Hospital management move a decertification petition among the workers to force a fourth vote on union representation at Children’s Hospital. Labor organizers say management was determined to do whatever was required to rid itself of the union. This particular vote would be delayed for nearly two years as the union continued to file unfair labor practices with government regulators against the hospital. Union staff charged hospital officials were not recognizing the union, the contract, or the employee’s rights. Government regulators would ultimately rule that the union was right, but more than a year later and without a remedy to null the advantage gained by anti-union forces.
Negotiations between the union and Children’s Hospital administrators collapse. Union leaders reject a contract proposed by administrators on the grounds that it would weaken union negotiations elsewhere. And administrators continue to stonewall compromise.
Labor leaders release an investigation exploring the deepening rift between SEIU and its Oakland-based division, United Healthcare Workers-West. The Dale-Balanoff report provides one perspective for readers wanting to know more about the conflict and SEIU's restructuring in California.

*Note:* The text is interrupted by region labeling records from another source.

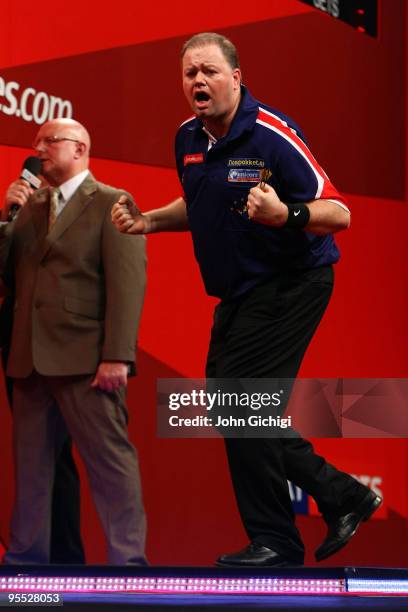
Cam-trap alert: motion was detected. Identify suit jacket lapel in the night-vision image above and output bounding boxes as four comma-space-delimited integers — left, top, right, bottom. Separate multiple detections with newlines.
39, 173, 96, 260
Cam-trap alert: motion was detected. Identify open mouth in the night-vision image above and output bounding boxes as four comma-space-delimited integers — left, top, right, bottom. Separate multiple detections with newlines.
194, 91, 210, 102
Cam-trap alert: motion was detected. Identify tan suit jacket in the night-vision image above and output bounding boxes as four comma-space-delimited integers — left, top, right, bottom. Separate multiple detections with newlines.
0, 170, 146, 378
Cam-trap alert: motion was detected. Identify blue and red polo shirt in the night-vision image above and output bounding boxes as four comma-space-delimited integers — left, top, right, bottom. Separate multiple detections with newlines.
175, 86, 345, 300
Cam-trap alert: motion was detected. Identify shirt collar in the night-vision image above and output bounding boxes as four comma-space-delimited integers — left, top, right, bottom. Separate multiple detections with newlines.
59, 169, 89, 202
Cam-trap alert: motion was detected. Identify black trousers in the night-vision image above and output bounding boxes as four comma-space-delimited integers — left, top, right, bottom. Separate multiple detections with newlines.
206, 266, 367, 562
0, 297, 85, 564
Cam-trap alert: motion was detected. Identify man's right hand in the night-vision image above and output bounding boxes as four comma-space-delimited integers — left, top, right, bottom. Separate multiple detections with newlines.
112, 195, 150, 234
2, 179, 34, 221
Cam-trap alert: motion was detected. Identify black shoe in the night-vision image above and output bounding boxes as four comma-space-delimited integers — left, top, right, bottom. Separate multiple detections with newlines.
215, 542, 303, 567
315, 491, 382, 561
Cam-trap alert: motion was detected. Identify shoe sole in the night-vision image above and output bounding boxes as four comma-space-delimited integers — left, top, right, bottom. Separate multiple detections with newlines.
315, 495, 383, 561
215, 561, 303, 570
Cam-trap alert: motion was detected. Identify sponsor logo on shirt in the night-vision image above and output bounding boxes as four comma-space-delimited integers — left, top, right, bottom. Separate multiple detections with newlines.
184, 153, 204, 166
227, 168, 260, 183
228, 157, 265, 168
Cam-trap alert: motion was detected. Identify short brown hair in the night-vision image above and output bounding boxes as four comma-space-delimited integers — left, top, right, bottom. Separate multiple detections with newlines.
181, 32, 239, 70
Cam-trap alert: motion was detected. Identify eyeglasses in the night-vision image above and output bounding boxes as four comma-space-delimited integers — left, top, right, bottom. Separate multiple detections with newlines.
32, 136, 83, 149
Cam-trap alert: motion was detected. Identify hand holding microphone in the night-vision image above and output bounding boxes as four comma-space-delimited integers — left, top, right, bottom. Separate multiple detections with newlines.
3, 156, 41, 221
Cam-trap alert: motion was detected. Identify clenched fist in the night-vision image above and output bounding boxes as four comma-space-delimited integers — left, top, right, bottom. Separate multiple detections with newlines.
112, 195, 149, 234
247, 184, 288, 227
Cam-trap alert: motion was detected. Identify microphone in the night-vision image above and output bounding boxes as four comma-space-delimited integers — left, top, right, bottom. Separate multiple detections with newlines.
7, 155, 41, 221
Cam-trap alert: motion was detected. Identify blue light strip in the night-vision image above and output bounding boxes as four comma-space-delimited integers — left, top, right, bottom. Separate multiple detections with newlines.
347, 578, 408, 595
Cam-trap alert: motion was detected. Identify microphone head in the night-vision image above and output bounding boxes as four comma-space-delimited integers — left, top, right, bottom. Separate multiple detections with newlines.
21, 155, 41, 189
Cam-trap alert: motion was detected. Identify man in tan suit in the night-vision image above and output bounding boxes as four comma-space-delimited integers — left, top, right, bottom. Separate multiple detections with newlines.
0, 119, 146, 564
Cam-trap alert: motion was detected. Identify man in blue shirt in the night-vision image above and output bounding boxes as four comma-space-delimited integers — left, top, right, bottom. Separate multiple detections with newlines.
112, 33, 381, 567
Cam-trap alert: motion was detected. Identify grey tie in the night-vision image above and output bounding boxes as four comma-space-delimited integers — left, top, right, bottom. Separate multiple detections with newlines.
48, 187, 61, 232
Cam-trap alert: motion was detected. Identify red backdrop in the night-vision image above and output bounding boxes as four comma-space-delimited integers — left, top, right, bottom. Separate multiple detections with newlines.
0, 0, 408, 566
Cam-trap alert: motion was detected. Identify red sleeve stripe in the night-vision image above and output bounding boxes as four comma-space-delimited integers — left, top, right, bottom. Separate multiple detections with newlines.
179, 115, 196, 129
256, 107, 342, 200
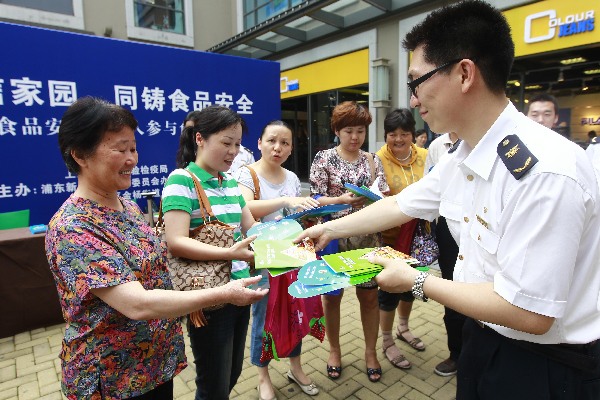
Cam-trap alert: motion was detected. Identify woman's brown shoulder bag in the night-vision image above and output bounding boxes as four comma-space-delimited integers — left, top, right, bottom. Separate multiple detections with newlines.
156, 170, 235, 327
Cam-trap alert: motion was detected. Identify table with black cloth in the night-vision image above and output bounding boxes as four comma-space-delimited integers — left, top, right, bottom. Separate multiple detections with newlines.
0, 228, 64, 338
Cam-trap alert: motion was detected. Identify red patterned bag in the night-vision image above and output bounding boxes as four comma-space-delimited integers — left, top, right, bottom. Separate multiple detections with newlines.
260, 270, 325, 362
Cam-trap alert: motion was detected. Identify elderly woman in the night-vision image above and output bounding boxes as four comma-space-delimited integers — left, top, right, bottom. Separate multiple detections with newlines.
46, 97, 267, 399
377, 108, 427, 369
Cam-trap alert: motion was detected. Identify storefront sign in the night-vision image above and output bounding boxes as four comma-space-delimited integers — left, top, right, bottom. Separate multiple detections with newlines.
581, 116, 600, 125
504, 0, 600, 57
280, 49, 369, 99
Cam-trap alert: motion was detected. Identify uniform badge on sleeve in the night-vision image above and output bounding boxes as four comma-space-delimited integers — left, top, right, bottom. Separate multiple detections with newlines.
498, 135, 538, 180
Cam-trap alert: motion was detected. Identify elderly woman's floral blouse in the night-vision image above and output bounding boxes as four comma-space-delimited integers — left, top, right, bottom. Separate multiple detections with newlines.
46, 195, 186, 399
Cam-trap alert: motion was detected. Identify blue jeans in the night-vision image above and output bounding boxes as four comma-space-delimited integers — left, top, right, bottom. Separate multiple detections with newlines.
188, 304, 250, 400
250, 295, 302, 367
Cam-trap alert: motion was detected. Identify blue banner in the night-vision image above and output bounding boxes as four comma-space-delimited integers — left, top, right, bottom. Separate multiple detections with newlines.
0, 23, 281, 225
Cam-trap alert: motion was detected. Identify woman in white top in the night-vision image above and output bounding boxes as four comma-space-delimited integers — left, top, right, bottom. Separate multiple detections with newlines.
234, 121, 319, 399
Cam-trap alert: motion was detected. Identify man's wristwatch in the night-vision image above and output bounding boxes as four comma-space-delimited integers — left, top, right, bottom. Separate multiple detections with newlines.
412, 271, 429, 301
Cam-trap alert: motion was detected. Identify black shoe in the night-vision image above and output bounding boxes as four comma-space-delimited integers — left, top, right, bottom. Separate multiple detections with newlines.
433, 358, 456, 376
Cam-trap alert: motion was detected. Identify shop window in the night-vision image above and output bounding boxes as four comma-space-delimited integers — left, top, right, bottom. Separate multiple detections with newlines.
244, 0, 303, 30
125, 0, 194, 47
0, 0, 84, 30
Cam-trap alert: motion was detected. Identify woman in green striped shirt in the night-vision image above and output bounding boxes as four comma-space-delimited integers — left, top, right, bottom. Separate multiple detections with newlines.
162, 106, 255, 400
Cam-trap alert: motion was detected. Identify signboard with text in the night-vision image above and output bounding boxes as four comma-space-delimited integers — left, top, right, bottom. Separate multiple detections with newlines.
0, 23, 281, 224
504, 0, 600, 57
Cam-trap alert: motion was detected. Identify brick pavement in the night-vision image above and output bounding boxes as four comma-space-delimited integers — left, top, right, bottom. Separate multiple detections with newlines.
0, 268, 456, 400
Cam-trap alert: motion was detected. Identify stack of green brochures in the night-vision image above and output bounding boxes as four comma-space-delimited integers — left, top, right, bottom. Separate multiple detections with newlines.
248, 219, 317, 276
288, 247, 427, 298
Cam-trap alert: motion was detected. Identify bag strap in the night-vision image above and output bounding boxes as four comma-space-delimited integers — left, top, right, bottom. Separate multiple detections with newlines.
365, 152, 375, 185
244, 164, 260, 200
156, 169, 216, 227
185, 169, 215, 223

Children’s Hospital stalls negotiations for over a year. Workers frustrated with the lack of progress and supported by an anti-union campaign funded by management, file for an election to vote the union out. However, the measure failed (as did a second attempt) and workers voted again to be represented by SEIU. All told, hospital employees had to vote three times for the union since 2004 against fierce opposition from their bosses. A fourth vote was scheduled days before SEIU withdrew from the hospital.
SEIU, Unite-Here and five other unions establish Change to Win Coalition, a new labor partnership critical of the AFL-CIO for its reluctance to organize new members. By this time, SEIU is at or near its peak of organizing workers in friendly and unfriendly territory alike.
http://mrzine.monthlyreview.org/tucker041005.html
Seven months after Children's Hospital workers narrowly vote to join SEIU in a secret-ballot election, multiple challenges by hospital administrators to invalidate the election are dismissed by the National Labor Relations Board (NLRB), which oversees such elections and workers’ rights in unionizing. The Union is officially recognized.
Representatives from SEIU begin knocking on doors San Diego looking for strong workers to help form and lead a union at Rady Children’s Hospital.